The EU may impose tariffs on polyester fibers from Taiwan and Malaysia to protect EU producers including Spain's Catalana de Polimers SA and Ireland's Wellman International Ltd from cheaper imports.
The EU yesterday opened an inquiry into whether Taiwanese and Malaysian exporters sold polyester staple fibers in Europe below prices in their own countries or below the cost of production, a practice known as dumping. The product is used in clothes, bed linen and furniture fillings.
The inquiry would determine whether the product was "being dumped and whether this dumping has caused injury," the European Commission, the 25-nation EU's executive arm in Brussels, said in the Official Journal.
EU imports of polyester staple fibers from Taiwan rose to 111,400 tonnes last year from 71,700 tonnes the year before and imports from Malaysia grew nearly threefold to 16,500 tonnes over the same period, according to the International Rayon and Synthetic Fibres Committee, a group representing European manufacturers.
Taiwan and Malaysia last year had a combined 13.7 percent share of the EU market for polyester staple fibers, according to the Brussels-based group, which filed a March 3 dumping complaint that prompted the commission probe.
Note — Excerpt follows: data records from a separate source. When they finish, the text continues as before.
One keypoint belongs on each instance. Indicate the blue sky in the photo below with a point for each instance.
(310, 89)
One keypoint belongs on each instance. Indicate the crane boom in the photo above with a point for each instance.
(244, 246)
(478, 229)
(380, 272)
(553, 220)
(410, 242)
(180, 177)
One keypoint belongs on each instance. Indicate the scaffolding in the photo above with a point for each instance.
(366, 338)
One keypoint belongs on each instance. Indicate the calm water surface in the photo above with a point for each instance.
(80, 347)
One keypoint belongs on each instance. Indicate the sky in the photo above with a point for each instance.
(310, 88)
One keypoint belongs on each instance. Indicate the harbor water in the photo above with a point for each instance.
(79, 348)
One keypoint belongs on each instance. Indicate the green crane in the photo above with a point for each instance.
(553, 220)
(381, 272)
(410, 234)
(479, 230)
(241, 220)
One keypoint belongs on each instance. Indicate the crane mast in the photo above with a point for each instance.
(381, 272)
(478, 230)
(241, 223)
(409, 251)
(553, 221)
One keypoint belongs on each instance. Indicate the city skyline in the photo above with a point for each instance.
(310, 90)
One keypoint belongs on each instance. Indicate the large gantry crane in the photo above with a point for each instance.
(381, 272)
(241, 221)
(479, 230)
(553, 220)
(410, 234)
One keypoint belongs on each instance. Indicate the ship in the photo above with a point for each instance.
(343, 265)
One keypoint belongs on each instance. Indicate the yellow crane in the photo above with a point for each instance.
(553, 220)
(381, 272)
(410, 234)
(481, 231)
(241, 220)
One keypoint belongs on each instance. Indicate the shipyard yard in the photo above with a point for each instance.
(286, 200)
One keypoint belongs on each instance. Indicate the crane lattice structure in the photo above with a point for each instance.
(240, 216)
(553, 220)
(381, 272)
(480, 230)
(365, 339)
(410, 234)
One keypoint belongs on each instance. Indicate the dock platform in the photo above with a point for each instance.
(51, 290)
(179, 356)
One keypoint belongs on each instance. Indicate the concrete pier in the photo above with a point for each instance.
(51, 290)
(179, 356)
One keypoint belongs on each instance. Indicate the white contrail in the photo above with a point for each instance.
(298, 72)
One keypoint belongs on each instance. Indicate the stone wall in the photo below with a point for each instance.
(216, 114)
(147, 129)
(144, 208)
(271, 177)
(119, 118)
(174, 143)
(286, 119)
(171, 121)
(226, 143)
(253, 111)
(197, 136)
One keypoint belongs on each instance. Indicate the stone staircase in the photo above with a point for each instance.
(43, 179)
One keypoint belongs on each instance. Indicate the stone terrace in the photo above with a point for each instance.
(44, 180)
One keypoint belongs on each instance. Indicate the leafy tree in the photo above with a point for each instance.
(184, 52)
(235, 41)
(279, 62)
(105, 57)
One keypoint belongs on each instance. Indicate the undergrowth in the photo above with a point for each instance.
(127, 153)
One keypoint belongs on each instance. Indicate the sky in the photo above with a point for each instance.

The EU already imposes anti-dumping duties on polyester staple fibers from India, China, Saudi Arabia, Belarus, Australia, Indonesia, Thailand and South Korea to aid European manufacturers.
The European industry's sales fell 6 percent in 2003 compared with 2000 and its market share dropped to 29 percent from 31 percent over the period, the EU said last year. The EU had imposed anti-dumping duties on polyester staple fibers from Taiwan until March last year, when the bloc scrapped the measures after finding that dumping by Taiwanese exporters had become too low to justify the trade protection.
Under EU rules, the commission can impose provisional anti-dumping duties for six months and the bloc's national governments can turn those measures into "definitive" five-year levies.
The commission gave interested parties 40 days to make their views known and has as long as nine months to decide on provisional duties against Taiwan and Malaysia.